Tuesday, April 22, 2008
Terrible Things My Kids Have Said
With my kids, A was the queen of the horrifyingly embarrassing comment. Young M was more the physical type - the reach out of the supermarket cart and throw a six pack of rootbeer onto the floor type. Of course, he was also the one I found on top of the refrigerator when he was about 11 months old and the one who, at age five or thereabouts, was alone in the living room when the tremendous crash echoed through the house. Before I could even run at top Mom speed from the kitchen the crash was followed by a small voice yelling "Nothing! Nothing!" Endearingly, young M was also the child who was horrified in 1st grade by his hitherto revered teacher's ignorance of 8th century BC Chinese politics - "HOW can Mrs. Moton not know that Emperor Chin united Han, Shen and Wei?" But I don't remember young M saying anything too awful to strangers - this is young M, after all, he may well not have noticed them much on his headlong rush through childhood.
No, A was the queen of the offhand comments and the thing is, she was self righteous with it. "But MOM" is a comment I heard a lot. Still do, come to think of it. For example, "Mom, why is that lady SO FAT?" delivered in clear, high decibel tones with unmistakable pointing finger (also at the supermarket - the supermarket is a terrible place) rapidly turned into - at the same volume, mind you - "But MOM, it is NOT rude. She has to know that she's VERY FAT." And when we moved to New York and my Charleston/Baltimore child was suddenly confronted by an entire Latino neighborhood, she decided it would be politic to start speaking Spanish. Unfortunately, her Spanish, while delivered in pitch perfect Puerto Rican accent, was gobbledegook. "But MOM," she wailed indignantly, "That's exactly what they're saying! How can they think it's rude?" and, then, irrefutably, she added a clear explanation: "It is NOT a language. I can't understand it."
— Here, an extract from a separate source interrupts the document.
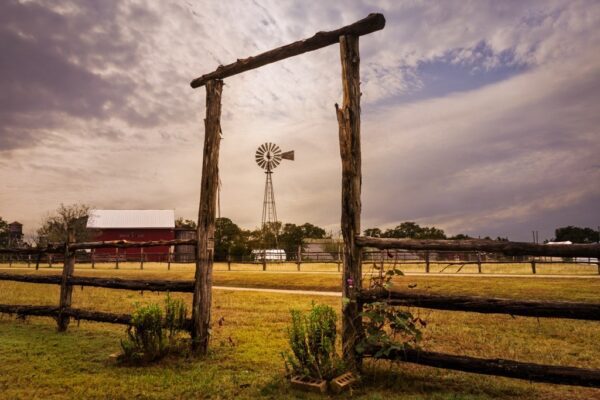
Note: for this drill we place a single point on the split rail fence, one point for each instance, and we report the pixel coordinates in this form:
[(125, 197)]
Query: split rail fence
[(348, 117), (526, 308), (64, 312)]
There are two more terrible young A stories. Hee hee; I'm enjoying this. When she was four or five we lived out in the Maryland countryside and my current boyfriend's grandparents had come to visit us. It was a nice day and we went out to lunch; A was very well behaved; everything was great - until the very end. We stood there waving goodbye as they got into their car and A called out, "BYE! COME BACK AND SEE US BEFORE YOU DIE!" followed, after I tried to squash her or something, by the dread "BUT MOM! They're OLD, they're going to die soon!" Helpful, young A. They never did come back to see us. I think I had to move out of sheer embarrassment.
The best one of all, though, is truly classic. When A was three, we went to spend a month in Ireland - in North Tipperary, to be exact, on the shores of Lough Derg, near Nenagh - swinging Nenagh, we called it. I escaped up to Dublin for a couple of days in this odyssey (during which I also got Epstein-Barr disease and so on, still, wouldn't trade that month for anything) and ended up playing tennis and having drinks at the Wicklow Tennis Club. (Have I told this here before? I think I have. God, my memory is going or something. Or I'm running out of anecdotes. Well, skip it if you've read it before. Or tell me meanly in the comments how senile I am. Whichever.) There were some other little kids in the bar and A ran off to play with them. I tuned into their conversation once or twice the way you do when your kids are small and was sort of taken aback to hear my small daughter, in the heart of 1986 holy Catholic Ireland, explaining earnestly: "No, the daddy has a PENIS and he puts it in the mommy's VAGINA."